Where the Ukrainians receive plenty of ammunition for their machineguns, howitzers, and rifles, they suffer for lack of first aid kits. Where the Russians strike Ukrainian trenches with artillery, the defenders struggle to respond with effective counterfire, lacking the necessary surveillance drones. Wounded fighters are often left to wait, tourniquets bound, for an exfiltration vehicle to the rear before they can receive life-saving treatment.
The Ukrainians have relied on unconventional arms, equipment, and other sources of militaria to fill these gaps. Hobbyist freestyle drones, flown from a first-person perspective with goggles and equipped with grenades and explosives, have been turned into effective kamikaze vehicles. Other drones, notably DJI’s Mavic series of photography quadcopters, have been used to drop explosive charges, surveil Russian positions, and help to guide artillery fire.
A plethora of community-solicited donation pages has popped up on social media. On Reddit’s “r/Ukraine” page, a group of fighters – medics, foreign legion volunteers, and infantrymen – have set up Amazon pages for community members to donate, or even directly purchase and sponsor first aid equipment and cold weather gear.
Ukrainian athletes and singers, now donning uniforms and rifles, have used their public images to raise significant sums of money. Some have raised funds to purchase armored personnel carriers. Others have afforded military-class “Bayraktar” strike drones from Turkey. Where NATO-issued equipment fails to reach frontline forces, civilian-equivalent components, including commercial AR parts and rifle accessories, sporting goods-brand rangefinders meant for hunting or golf, hunting camouflage suited for the American northwest, and even alpine tents, fill the gaps.
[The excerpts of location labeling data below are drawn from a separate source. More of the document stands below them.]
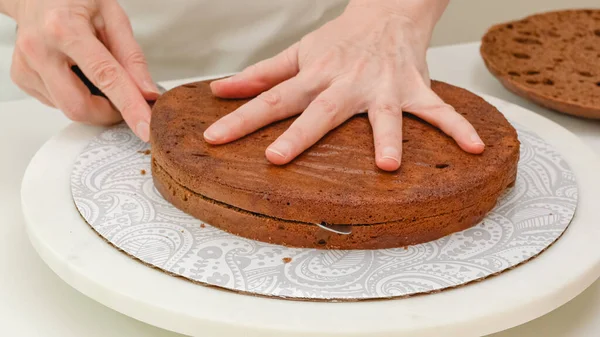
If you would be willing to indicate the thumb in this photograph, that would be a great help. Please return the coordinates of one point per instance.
(259, 77)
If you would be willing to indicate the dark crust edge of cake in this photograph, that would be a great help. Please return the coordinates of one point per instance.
(299, 234)
(474, 192)
(529, 93)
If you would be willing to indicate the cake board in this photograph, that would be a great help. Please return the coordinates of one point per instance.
(86, 262)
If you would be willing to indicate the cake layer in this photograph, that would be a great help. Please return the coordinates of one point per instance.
(336, 181)
(299, 234)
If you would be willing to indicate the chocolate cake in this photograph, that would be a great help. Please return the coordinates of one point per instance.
(335, 185)
(552, 59)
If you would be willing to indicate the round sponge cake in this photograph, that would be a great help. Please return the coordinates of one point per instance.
(438, 190)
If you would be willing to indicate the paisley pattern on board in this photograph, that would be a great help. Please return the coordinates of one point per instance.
(112, 187)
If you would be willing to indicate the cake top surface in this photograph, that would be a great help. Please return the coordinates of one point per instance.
(555, 55)
(337, 179)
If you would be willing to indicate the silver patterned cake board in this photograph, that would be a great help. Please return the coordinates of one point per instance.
(112, 188)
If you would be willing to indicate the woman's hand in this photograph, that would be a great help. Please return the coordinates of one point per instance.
(371, 58)
(95, 35)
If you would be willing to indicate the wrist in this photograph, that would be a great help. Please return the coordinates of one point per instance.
(423, 14)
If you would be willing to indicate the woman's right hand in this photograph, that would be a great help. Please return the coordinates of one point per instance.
(96, 35)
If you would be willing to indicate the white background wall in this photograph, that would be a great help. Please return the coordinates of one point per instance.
(468, 20)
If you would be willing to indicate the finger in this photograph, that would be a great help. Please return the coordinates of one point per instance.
(72, 96)
(330, 109)
(386, 121)
(37, 95)
(27, 79)
(259, 77)
(429, 107)
(117, 35)
(101, 68)
(284, 100)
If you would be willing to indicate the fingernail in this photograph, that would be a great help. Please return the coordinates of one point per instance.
(151, 87)
(390, 153)
(215, 132)
(281, 149)
(143, 131)
(476, 140)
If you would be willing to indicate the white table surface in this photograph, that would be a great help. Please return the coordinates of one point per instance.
(35, 302)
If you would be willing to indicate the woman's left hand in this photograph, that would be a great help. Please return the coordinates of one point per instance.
(369, 59)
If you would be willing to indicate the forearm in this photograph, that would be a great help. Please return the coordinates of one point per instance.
(9, 7)
(425, 13)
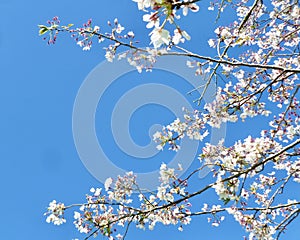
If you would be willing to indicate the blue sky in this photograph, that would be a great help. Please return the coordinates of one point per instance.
(39, 84)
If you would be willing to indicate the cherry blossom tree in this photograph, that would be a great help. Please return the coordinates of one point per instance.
(256, 67)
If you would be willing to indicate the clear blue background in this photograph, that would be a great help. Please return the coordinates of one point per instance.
(39, 83)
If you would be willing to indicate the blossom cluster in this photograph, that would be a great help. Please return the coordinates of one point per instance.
(256, 67)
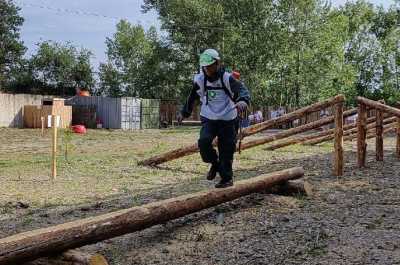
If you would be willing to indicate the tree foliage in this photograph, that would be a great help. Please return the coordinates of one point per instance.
(11, 47)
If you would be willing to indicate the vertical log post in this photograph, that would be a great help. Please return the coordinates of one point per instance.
(54, 148)
(361, 134)
(379, 135)
(398, 137)
(338, 167)
(42, 120)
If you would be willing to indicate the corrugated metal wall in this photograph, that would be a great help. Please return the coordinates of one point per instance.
(12, 108)
(150, 118)
(108, 110)
(130, 113)
(114, 113)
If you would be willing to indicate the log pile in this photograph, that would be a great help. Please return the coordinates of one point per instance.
(39, 243)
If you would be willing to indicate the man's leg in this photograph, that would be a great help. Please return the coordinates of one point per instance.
(208, 133)
(226, 147)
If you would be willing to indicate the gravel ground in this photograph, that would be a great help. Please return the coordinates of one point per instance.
(352, 220)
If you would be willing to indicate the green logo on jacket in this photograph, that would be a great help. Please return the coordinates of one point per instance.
(212, 94)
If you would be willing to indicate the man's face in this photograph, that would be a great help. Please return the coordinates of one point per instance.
(211, 70)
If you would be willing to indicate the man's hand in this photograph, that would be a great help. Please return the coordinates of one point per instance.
(241, 107)
(179, 117)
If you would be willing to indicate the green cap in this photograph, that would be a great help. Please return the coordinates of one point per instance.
(208, 57)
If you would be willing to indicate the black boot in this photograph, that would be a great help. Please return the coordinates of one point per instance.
(214, 169)
(224, 183)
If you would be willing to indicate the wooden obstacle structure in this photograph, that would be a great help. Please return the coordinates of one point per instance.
(320, 137)
(43, 242)
(337, 102)
(362, 129)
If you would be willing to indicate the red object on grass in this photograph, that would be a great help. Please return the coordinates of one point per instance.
(236, 75)
(79, 129)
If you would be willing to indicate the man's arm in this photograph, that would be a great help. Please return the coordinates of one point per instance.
(188, 107)
(240, 91)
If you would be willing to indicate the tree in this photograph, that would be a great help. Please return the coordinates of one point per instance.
(11, 47)
(139, 64)
(62, 67)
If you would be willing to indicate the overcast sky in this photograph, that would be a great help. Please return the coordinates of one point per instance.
(87, 23)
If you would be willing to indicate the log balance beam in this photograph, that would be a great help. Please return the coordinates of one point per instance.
(43, 242)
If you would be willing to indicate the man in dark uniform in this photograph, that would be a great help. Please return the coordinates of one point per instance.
(222, 97)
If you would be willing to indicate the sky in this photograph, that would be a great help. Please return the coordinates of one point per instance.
(87, 23)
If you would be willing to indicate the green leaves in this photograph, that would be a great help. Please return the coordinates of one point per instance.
(62, 67)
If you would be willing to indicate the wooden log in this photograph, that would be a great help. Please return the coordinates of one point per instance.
(371, 132)
(43, 242)
(54, 147)
(361, 134)
(293, 115)
(188, 150)
(338, 145)
(348, 130)
(292, 188)
(71, 257)
(379, 106)
(379, 135)
(306, 138)
(398, 138)
(290, 132)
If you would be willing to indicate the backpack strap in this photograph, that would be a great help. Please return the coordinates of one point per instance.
(205, 88)
(226, 90)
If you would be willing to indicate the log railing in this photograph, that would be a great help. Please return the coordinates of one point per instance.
(336, 101)
(381, 108)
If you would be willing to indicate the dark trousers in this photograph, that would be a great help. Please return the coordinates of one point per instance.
(226, 132)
Western countries are, indeed, increasing the number of supplies being provided to Ukraine. But deliveries take precious time – time that gives Russia more opportunity to continue its grinding, indiscriminate assaults. Civilian companies are stepping forward to assist. At a conference in Lviv in October, the CEO of Atlas Aerospace, a drone maker, said, “Ukraine needs all the categories of drones: huge ones, small ones, kamikaze drones.”
General Atomics, the American drone maker responsible for providing the U.S. military with its famous Reaper drones, has offered to sell two drones to Ukraine for the symbolic price of $1, pending approval by the U.S. government. A private arms dealer in Europe, Belgian businessman Freddy Versluys, has offered Ukraine a warehouse stocked with second-hand German Leopard 1 tank.
As the one-year anniversary of the war approaches, Kyiv fears that Russia will make a desperate, perhaps final push to retake swaths of territory in the country. Military advisers to Zelenskyy have claimed that up to half a million Russians have been conscripted for the new offensive.
Unable to make any measurable advances on its fronts, Russia has conducted indiscriminate strikes against Ukrainian power plants and civilian infrastructure. Ukraine’s improved air defense capabilities have severely reduced the success of these strikes. But the war of attrition will continue – until, at least, NATO can provide enough support that Ukraine no longer needs to rely on donations and civilian equipment.